'There isn't any more truth in the world than there was before the Internet'
I've been grinding through Nate Silver's book 'The Signal and the Noise' over the last few weeks and while it can, at times, get perhaps a little too deep into some dark statistical alleys, overall it is a fascinating read, and one I definitely recommend if for no other reason than for an excellent chapter on handicapping NBA basketball games.
If there is one major theme or takeaway from the book for me, I think it is best articulated in this quote, about two-thirds of the way through the book, in a chapter about how difficult it can often be in making sense of data, a problem only getting worse as the amount and availability of data continues to explode:
The US Government now publishes data on about 45,000 economic statistics. If you want to test for relationships between all combinations of two pairs of these statistics - is there a causal relationship between the bank prime loan rate and the unemployment rate in Alabama? - that gives you literally one billion hypotheses to test.
But the number of meaningful relationships in the data - those that speak to causality rather than correlation and testify to how the world really works - is orders of magnitude smaller. Nor is it likely to be increasing at nearly so fast a rate as the information itself; there isn't any more truth in the world than there was before the Internet or the printing press. Most of the data is just noise, as most of the universe is filled with empty space.

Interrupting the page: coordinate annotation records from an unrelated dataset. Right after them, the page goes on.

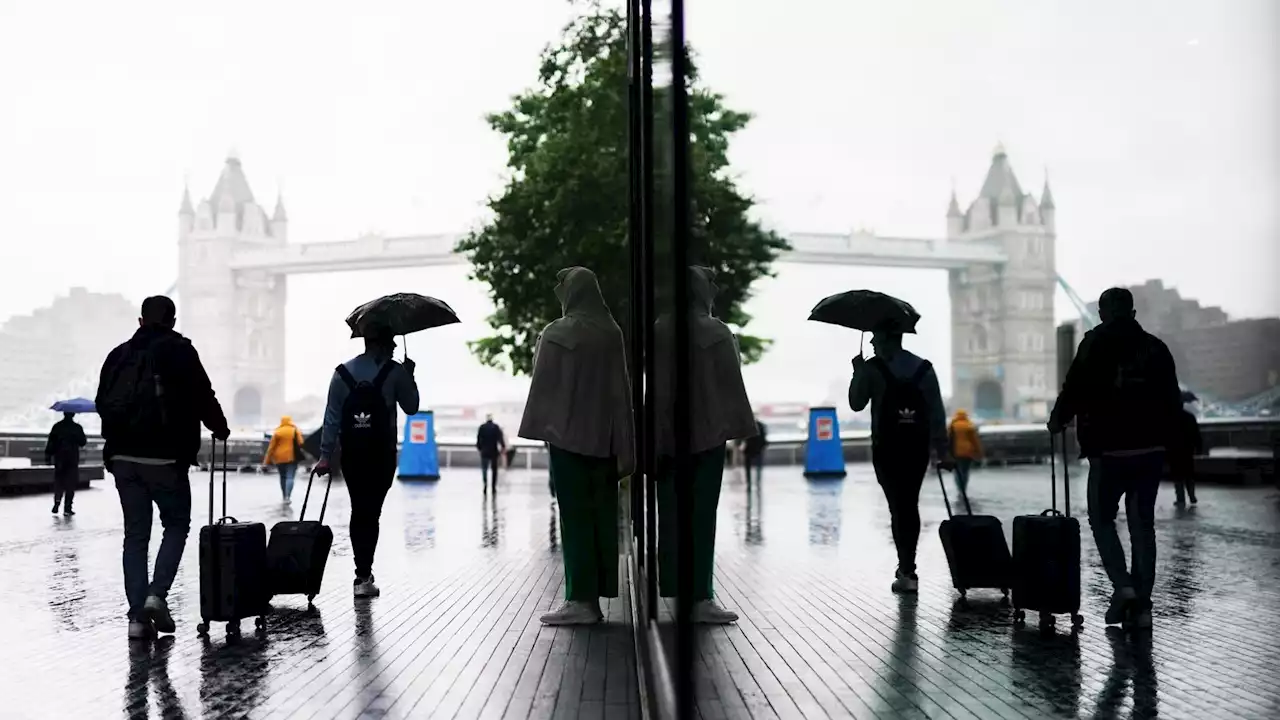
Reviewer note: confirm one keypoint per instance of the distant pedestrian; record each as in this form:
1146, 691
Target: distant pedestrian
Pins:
492, 446
1182, 458
580, 404
909, 424
360, 425
1123, 387
152, 396
284, 451
965, 447
62, 451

In 2013 I promise that you, as an informed, and opportunistic Talent professional will be hearing, seeing, talking, and thinking about Big Data. Data about job ad posting, data about talent assessment scores, data about compensation and retention, data about engagement, data about performance, and maybe even data about data.

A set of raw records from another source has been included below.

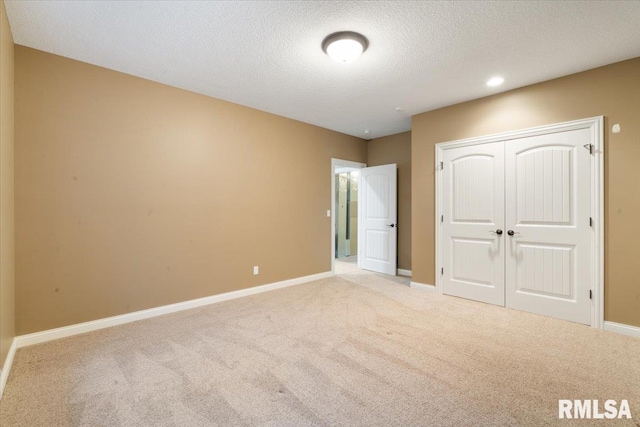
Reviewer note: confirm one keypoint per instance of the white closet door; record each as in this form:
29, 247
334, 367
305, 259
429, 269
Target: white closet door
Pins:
548, 209
473, 219
378, 233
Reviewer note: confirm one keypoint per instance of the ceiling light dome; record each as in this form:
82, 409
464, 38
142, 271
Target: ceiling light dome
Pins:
345, 46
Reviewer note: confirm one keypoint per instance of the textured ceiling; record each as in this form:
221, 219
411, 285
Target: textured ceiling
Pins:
267, 55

As I wrote a couple of weeks ago, most organizations have plenty of data. More than they know what to do with. And the more they collect, as made really clear in the example above, the chances are high that it won't lead to a faster discovery of the truth - it will just unearth more paths to explore.

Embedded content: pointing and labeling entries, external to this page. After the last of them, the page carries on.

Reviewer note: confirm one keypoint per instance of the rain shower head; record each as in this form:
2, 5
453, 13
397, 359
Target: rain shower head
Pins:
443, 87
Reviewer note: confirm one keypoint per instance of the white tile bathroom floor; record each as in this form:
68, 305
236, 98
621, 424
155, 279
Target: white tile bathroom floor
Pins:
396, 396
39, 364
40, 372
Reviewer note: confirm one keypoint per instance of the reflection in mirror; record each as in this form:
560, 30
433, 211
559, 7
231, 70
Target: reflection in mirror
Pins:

Which sometimes, certainly, might be needed, but other times, and maybe most of the time, only results in more ways to get lost.
Don't get caught up chasing data just to have more data. The truth isn't going anywhere, and once you think you have it figured out, and feel that the data you do have supports your beliefs, then you'd probably be better served acting, rather than collecting even more data.
Have you read The Signal and the Noise yet? Better get on it, just in case it becomes the 2013 version of Moneyball, and you won't want to feel left out!